"I thought, my dear, you had gone off for a jolly little jaunt," said Mr. Bloodgood, without variation in the provoking evenness of his voice.

She came up the steps to his level, and acknowledged his presence with an inclination of her head.

"I intended to," she said, in the same ceremonious tone. "But I was so alarmed at the news from Wall Street that I did not wish to leave you at such a time."

"Indeed? I am quite touched," he answered, with perfect solemnity. "You are always so thoughtful, my dear."

She entered. He followed her as though shutting off all retreat, and the gorgeous flunky who had run out disappeared, too. To Beecher, with all the anguish of the scene at Rita Kildair's still vivid in his mind, it was as though he had seen a living woman enter her appointed tomb.
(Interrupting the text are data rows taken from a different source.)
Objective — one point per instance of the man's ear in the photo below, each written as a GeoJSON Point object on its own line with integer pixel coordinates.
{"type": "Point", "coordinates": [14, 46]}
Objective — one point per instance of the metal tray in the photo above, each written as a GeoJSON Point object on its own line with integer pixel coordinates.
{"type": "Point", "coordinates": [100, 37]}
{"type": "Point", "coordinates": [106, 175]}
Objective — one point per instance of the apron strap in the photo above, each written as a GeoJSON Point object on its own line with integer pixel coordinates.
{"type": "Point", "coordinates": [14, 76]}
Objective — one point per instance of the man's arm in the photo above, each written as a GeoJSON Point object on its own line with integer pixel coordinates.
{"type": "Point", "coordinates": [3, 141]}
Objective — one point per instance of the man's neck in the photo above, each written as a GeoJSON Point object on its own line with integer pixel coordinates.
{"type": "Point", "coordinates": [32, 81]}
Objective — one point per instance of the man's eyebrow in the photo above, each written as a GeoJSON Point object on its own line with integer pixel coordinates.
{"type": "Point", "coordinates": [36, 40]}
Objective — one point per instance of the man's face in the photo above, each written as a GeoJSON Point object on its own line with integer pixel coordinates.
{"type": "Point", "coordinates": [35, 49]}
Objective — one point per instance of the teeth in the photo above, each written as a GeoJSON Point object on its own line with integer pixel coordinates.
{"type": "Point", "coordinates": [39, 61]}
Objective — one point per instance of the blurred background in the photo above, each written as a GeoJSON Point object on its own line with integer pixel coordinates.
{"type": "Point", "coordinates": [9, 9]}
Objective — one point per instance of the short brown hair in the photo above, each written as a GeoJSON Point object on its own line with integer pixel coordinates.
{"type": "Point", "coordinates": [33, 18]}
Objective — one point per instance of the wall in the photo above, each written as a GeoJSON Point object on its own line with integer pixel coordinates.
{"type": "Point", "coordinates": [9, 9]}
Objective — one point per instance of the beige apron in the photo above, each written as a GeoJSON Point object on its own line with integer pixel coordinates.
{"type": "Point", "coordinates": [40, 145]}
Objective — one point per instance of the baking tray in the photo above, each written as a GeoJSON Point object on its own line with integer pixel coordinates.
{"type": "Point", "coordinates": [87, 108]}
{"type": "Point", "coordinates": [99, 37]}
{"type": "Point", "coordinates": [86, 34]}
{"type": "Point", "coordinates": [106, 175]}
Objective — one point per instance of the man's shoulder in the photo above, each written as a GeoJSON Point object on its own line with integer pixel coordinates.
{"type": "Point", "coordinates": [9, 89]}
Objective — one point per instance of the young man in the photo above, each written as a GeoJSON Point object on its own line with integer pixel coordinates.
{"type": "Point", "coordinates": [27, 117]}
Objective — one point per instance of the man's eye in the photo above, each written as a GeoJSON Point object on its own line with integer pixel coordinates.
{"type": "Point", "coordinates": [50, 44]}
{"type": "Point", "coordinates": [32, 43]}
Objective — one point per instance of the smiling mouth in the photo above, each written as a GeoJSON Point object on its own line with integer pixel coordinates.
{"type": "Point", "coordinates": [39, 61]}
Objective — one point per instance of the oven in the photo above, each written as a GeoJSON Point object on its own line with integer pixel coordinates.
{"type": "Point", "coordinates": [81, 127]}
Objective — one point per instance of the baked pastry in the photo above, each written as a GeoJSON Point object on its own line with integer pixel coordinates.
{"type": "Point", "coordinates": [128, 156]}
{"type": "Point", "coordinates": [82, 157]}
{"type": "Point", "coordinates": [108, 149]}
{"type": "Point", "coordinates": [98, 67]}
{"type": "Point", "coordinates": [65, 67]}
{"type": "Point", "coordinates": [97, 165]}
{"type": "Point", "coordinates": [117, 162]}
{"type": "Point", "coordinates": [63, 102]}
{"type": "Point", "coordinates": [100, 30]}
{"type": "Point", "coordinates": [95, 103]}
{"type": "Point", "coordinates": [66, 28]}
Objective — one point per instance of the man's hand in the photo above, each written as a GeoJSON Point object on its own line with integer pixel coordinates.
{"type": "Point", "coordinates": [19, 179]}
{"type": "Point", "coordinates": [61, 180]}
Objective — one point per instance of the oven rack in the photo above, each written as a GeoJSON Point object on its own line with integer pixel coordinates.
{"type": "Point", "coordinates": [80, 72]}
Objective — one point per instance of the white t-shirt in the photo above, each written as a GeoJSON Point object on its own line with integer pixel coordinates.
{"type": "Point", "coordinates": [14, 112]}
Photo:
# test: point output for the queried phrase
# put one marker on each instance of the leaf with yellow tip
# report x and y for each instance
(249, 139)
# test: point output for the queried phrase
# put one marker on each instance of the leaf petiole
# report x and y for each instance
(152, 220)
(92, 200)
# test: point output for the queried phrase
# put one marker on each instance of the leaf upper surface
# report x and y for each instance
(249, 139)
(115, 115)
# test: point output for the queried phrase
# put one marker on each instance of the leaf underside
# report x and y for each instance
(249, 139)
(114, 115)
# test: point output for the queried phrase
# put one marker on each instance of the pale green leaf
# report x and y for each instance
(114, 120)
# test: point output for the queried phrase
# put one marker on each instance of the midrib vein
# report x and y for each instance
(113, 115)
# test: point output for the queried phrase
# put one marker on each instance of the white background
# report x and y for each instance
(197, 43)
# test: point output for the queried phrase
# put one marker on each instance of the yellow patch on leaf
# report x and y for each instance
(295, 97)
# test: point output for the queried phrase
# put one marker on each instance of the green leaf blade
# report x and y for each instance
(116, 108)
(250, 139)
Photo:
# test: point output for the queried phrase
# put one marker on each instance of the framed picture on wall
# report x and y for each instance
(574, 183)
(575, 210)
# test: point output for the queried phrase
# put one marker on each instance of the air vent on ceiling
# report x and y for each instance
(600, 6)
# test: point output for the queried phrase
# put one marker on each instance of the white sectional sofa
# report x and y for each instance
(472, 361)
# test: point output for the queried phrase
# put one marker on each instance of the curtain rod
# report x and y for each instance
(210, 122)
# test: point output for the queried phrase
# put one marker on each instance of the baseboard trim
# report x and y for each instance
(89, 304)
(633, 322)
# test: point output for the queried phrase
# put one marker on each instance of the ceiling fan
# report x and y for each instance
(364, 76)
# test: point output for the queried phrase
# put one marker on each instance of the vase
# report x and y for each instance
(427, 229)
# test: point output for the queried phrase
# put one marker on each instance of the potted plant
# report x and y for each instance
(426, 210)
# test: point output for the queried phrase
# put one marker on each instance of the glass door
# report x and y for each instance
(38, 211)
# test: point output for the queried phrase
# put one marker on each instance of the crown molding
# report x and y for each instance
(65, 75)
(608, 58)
"Where shall I drive, sir?" said the driver.

"Anywhere!" he cried furiously.

But at the end of five minutes he emerged from the stupor into which he had been plunged, the somber horror rolling away like scudding storm-clouds. A new emotion—the inevitable personal application—broke over him like a ray of light.

"To be loved like that—" he thought suddenly, with a feeling of envy. "Terrible, terrible—and yet how marvelous!"

He gave directions to drive to Nan Charters' with a new curiosity in his soul—the inevitable personal emotion that, strangely enough, even against his will, dominated all the somber melancholy which this reverse of a glittering medal had brought him.